09/05/2017 15:21 | Lien permanent | Commentaires (0)

Ne nous soumets pas à la tentation…

Dans ma paume, la tête d’ail frais semblait sourire de toutes ses gousses rosées en forme de lune. A la regarder, je voyais bien qu’elle mourrait d’envie de se retrouver en cuisson douce dans la chaleur d’un four, auprès de son copain, l’agneau en gigot. Avec toute cette nature qui explose, je leur aurais bien ajouté une garniture printanière, des pois mange-tout par exemple. Et des fraises «ma région» en dessert, non? Eh bien, non! Naïve que je suis… Une fois mon panier rempli à la fois de bonnes choses et de bonne conscience saisonnière, mon œil est par inadvertance tombé sur une étiquette de provenance et j’ai été bonne à me refaire tous les rayons à l’envers, pour déposer mes légumes à leur place initiale. L’ail avait poussé en Egypte, les pois mange-tout au Kenya et Guatemala, tandis que la botte de ciboulette – la même que celle qui verdit devant ma fenêtre – avait dû être assemblée brin par brin, puisqu’elle provenait à la fois d’Italie, du Maroc et d’Afrique du Sud. Quant aux fraises locales, elles s’étaient prélassées sous serre. Notez qu’avec la froidure de ces derniers jours, j’aurais pu m’en douter. Mais j’avais envie d’y croire… Pfff!

Je suis ressortie du supermarché une solide demi-heure plus tard que d’habitude, déterminée à acquérir une loupe pour accélérer le décodage des petites lettres en bas des étiquettes. Tout juste si ce n’est pas écrit en cyrillique… J’ai changé de menu: asperges valaisannes (j’ai l’impression d’en manger jusqu’au petit-déjeuner, ces temps…), endives comme durant les trois mois qui viennent de s’écouler, tarte aux pommes et – fête - du piment des montagnes bien rouge, qui s’appelle Chili, mais pousse étrangement en Suisse. Bienvenue au nouvel arrivé. Bref: tout cela pour dire que la quête de la saisonnalité est une opération totalement contre intuitive.

Or il m’incombe la délicate tâche de régulièrement nourrir une tribu engagée en faveur du locavorisme et ces pointilleux digèrent mal quand les aliments viennent d’ailleurs (on voit que ce ne sont pas eux qui font les courses). L’un d’eux se passionne à fond, ces temps, pour les fermes verticales, qu’il voit déjà plantées au sein des villes pour éviter les transports et alimentées d’énergie solaire. Je dois dire que ça me fait rêver aussi: j’ai hâte d’aller acheter ma banane du jour au coin de la rue, mûrie au climat africain du 23étage…

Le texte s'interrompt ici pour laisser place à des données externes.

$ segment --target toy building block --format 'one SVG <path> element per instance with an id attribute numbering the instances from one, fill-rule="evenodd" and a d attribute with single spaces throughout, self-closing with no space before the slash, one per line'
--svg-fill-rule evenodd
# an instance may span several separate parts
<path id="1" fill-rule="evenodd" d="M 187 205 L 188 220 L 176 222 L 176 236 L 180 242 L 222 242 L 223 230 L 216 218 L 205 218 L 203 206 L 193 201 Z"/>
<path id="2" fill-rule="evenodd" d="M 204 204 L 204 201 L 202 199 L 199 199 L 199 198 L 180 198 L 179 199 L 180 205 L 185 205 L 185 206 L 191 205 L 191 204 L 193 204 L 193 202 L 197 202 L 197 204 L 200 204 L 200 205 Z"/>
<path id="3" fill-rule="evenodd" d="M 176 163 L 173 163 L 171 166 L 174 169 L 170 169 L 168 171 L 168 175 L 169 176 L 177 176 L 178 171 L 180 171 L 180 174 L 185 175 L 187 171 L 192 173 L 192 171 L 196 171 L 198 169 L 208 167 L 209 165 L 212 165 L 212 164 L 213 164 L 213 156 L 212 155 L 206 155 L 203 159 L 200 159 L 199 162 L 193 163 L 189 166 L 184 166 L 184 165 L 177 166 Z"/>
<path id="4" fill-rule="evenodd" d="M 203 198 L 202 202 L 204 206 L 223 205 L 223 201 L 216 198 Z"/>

Messieurs les ingénieurs, bougez-vous! Et en attendant ô vous, géants de la distribution suisse, ce serait vraiment sympa de nous faire des succursales (même petites…) garanties climatiquement responsables, où nous pourrions faire les courses comme d’habitude: en courant, huit minutes avant la fermeture, et en jetant dans le caddie, à la volée et sans états d’âme, tout ce qui fait envie. Ne nous soumettez pas à la tentation et délivrez-nous du temps perdu.